The next generation DAS, DAS-6, will get funding! For details, see the DAS Achievements page. DAS-6 is expected to become operational in the second half of 2020.
DAS-5/VU has been extended with 4 TitanX-Pascal GPUs.
The ASTRON cluster is a hybrid cluster, that meets specific research needs (e.g., accelerated computing, energy-efficient computing, high-bandwidth networking). Most nodes are therefore "special nodes", that contain powerful CPUs with much memory, GPUs, or other accelerators.

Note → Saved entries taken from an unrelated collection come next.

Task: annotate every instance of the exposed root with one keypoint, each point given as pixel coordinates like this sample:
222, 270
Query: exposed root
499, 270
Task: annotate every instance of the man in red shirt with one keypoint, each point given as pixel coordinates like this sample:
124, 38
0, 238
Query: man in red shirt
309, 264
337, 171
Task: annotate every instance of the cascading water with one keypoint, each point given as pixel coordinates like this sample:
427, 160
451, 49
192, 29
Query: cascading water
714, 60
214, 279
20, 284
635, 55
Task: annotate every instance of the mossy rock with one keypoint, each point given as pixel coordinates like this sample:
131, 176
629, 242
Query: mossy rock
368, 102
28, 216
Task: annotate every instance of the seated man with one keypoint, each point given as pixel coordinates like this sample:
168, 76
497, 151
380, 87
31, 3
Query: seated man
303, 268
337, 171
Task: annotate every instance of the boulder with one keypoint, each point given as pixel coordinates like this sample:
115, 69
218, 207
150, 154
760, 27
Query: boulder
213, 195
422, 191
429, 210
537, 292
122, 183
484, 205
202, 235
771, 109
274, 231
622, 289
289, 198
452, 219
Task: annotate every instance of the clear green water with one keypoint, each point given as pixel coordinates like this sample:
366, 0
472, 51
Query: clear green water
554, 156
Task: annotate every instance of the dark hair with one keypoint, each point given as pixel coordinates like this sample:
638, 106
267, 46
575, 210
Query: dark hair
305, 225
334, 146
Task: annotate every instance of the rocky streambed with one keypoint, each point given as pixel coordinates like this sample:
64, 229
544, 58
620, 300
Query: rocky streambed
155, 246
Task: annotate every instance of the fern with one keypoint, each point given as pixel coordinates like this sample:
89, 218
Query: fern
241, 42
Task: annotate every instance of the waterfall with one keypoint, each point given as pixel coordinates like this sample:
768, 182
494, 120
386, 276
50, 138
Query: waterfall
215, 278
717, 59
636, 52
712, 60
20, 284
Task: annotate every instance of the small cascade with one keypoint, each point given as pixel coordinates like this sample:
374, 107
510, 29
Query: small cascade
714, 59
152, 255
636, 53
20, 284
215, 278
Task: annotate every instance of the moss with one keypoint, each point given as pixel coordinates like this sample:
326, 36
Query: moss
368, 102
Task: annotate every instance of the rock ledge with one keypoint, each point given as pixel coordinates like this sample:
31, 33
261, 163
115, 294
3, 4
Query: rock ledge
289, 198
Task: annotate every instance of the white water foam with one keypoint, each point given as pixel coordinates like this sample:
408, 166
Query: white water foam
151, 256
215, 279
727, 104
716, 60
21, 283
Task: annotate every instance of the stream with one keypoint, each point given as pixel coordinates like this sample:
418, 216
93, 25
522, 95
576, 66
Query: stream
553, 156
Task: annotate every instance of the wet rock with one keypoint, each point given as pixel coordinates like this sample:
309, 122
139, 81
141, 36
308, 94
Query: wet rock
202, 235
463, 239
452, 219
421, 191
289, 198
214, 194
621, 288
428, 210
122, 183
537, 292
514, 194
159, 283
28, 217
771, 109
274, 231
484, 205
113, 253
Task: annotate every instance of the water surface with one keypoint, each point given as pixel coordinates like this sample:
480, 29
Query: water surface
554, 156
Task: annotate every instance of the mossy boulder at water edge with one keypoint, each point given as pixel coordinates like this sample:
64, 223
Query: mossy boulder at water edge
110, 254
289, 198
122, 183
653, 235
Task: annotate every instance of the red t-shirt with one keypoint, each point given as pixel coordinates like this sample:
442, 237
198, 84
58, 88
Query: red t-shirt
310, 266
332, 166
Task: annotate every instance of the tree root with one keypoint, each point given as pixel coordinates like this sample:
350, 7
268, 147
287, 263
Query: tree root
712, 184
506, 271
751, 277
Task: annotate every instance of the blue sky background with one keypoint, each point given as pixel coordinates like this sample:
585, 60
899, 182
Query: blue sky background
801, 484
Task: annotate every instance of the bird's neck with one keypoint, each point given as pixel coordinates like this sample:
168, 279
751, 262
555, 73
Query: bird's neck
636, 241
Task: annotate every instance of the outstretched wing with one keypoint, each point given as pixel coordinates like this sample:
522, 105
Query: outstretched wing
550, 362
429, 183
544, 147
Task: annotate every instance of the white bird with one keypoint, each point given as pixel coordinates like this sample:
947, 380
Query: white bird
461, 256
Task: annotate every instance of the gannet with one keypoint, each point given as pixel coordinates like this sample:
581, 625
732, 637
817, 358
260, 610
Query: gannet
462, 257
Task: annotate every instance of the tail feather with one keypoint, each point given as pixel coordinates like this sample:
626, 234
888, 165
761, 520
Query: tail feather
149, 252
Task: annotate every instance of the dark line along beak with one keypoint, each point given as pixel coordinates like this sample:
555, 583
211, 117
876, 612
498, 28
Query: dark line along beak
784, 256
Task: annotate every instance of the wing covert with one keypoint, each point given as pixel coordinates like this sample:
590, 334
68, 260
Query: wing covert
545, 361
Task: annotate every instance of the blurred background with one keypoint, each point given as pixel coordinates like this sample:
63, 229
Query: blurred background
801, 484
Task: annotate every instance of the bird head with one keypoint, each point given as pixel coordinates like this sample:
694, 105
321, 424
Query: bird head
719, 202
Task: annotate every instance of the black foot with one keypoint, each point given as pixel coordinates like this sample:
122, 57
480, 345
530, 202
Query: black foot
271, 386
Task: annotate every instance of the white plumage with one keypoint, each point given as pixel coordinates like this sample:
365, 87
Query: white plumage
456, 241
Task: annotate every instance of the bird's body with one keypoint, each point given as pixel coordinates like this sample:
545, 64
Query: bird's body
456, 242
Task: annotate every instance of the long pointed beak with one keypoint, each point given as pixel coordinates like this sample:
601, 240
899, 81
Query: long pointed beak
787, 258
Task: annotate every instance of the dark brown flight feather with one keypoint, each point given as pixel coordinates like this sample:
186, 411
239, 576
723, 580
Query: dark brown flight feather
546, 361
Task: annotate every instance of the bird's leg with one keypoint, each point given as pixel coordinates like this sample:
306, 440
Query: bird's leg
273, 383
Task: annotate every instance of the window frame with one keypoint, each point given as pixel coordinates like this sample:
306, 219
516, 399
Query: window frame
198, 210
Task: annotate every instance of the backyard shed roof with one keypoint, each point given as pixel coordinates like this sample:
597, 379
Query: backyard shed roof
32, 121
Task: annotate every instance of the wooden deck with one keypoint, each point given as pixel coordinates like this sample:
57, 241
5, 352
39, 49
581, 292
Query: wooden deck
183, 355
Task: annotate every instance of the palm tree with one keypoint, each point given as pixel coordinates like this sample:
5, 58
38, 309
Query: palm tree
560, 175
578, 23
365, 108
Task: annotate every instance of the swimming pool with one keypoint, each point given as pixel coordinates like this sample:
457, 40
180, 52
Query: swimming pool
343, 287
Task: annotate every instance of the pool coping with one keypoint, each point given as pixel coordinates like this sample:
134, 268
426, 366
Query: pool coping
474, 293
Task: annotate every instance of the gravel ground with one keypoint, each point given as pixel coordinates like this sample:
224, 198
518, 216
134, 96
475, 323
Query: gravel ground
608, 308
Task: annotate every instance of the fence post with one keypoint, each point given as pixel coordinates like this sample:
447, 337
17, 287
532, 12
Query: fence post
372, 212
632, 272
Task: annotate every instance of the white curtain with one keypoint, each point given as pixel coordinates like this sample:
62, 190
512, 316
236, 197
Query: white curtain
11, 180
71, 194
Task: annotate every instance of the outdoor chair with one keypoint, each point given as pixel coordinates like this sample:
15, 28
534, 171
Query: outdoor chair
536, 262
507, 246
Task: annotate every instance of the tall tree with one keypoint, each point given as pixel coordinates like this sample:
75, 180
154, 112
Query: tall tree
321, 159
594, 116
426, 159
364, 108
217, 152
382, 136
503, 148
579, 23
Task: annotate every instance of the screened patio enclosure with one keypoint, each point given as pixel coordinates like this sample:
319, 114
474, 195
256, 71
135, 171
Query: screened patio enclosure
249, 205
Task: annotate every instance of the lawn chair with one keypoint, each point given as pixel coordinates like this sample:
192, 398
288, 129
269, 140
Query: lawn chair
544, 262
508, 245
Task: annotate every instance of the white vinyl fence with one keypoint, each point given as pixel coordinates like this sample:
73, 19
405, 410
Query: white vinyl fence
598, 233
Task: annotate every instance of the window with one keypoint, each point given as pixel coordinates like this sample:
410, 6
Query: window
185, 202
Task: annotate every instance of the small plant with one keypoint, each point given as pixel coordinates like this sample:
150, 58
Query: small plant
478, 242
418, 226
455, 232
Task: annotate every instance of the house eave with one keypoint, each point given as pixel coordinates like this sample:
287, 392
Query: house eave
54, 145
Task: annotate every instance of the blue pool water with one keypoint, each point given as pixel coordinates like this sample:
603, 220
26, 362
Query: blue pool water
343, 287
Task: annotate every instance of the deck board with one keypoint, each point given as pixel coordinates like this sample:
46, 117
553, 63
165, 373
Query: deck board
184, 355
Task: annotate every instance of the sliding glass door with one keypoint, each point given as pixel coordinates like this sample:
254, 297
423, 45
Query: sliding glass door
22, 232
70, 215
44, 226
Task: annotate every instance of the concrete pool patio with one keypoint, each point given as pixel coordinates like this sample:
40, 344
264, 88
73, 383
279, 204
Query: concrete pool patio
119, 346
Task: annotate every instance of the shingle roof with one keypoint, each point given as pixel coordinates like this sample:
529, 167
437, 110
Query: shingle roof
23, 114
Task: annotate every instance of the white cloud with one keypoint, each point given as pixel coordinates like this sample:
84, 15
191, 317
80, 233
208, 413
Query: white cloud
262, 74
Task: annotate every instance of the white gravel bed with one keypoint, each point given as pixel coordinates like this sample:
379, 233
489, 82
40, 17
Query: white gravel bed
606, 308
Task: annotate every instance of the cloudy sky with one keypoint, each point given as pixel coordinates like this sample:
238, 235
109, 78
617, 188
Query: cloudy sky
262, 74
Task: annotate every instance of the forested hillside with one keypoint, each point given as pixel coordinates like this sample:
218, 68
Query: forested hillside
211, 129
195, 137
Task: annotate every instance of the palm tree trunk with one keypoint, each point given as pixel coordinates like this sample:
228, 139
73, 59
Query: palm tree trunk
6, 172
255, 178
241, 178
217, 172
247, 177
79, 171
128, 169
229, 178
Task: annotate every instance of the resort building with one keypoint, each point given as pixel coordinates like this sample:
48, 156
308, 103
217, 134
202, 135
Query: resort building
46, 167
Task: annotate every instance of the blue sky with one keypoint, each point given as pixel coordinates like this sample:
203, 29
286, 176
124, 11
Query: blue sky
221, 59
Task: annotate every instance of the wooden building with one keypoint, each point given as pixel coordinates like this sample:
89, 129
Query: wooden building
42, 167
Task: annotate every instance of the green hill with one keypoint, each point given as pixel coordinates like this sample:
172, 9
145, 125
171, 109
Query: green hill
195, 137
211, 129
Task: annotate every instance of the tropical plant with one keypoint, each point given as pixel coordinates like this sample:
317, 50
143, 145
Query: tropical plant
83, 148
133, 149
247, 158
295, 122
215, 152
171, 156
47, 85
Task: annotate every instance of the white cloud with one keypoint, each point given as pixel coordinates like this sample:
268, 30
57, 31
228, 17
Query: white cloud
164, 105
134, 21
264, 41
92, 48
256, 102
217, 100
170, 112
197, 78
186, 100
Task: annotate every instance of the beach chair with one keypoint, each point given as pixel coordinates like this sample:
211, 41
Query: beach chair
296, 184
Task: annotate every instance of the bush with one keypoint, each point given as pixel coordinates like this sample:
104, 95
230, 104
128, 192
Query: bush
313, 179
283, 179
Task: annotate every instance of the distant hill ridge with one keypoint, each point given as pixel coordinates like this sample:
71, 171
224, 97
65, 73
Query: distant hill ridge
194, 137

The ASTRON cluster complements the larger regular clusters of the other DAS-5 sites.
The following table summarizes the properties of the ASTRON DAS-5 nodes. Note that the transition from DAS-4 to DAS-5 is not complete, and that changes to the configuration are expected.
| name | must reserve using slurm/prun | type | CPUs | cores/threads | nom. freq. (GHz) | RAM (GB) | HDD/SSD (TB) | GPUs etc. |
| fs5 | SuperMicro SC846 | 2x Xeon E5-2660v3 | 20/40 | 2.6 | 128 | 96/2 | ||
| node501 | * | ASUS ESC8000 G3 | 2x Xeon E5-2660v3 | 20/40 | 2.6 | 128 | 0/0.48 | |
| node502 | * | ASUS ESC8000 G3 | 2x Xeon E5-2660v3 | 20/40 | 2.6 | 128 | 0/0.48 | Radeon R9 nano |
| node503 | * | ASUS ESC8000 G3 | 2x Xeon E5-2660v3 | 20/40 | 2.6 | 128 | 0/0.48 | 8x Xeon Phi (31S1P) |
| node504 | * | SuperMicro 7048GR-TR | 2x Xeon E5-2660v3 | 20/40 | 2.6 | 128 | 8/0.48 | FirePro S10000, W9100, W8100 |
| node505 | * | SuperMicro 7048GR-TR | 2x Xeon E5-2660v3 | 20/40 | 2.6 | 128 | 8/0.48 | Titan X |
| node506 | * | ASUS RS500 | 2x Xeon E5-2697v3 | 28/56 | 2.6 | 512 | 8/0.48 | |
| node507 | * | ASUS RS500 | 2x Xeon E5-2697v3 | 28/56 | 2.6 | 512 | 8/0.48 | |
| node508 | * | ASUS RS720Q | 2x Xeon E5-2640v3 | 16/32 | 2.6 | 128 | 8/0.48 | |
| node509 | * | ASUS RS720Q | 2x Xeon E5-2640v3 | 16/32 | 2.6 | 128 | 8/0.48 | |
| gpu01 | * | SuperMicro 7047GR-TRF | 2x Xeon E5-2630 | 12/24 | 2.3 | 64 | 1/0 | Tesla K10, Tesla K20 |
| dsp01 | TI EVMK2H | 66AK2H14 | 4 ARM + 8 DSP | 1.4 + 1.2 | 2 | 0/0 | ||
| jetson01 | NVIDIA Jetson TK1 | Tegra K1 | 4 ARM + 192 GPU | 2.3 + 0.852 | 2 | 0/0 |
node502 contains an AMD Radeon R9 nano, a highly energy-efficient GPU. See Section Using AMD GPUs for more info on using AMD GPUs. The instantaneous power consumption of the R9 nano can be monitored with the PowerSensor device via /dev/ttyUSB0.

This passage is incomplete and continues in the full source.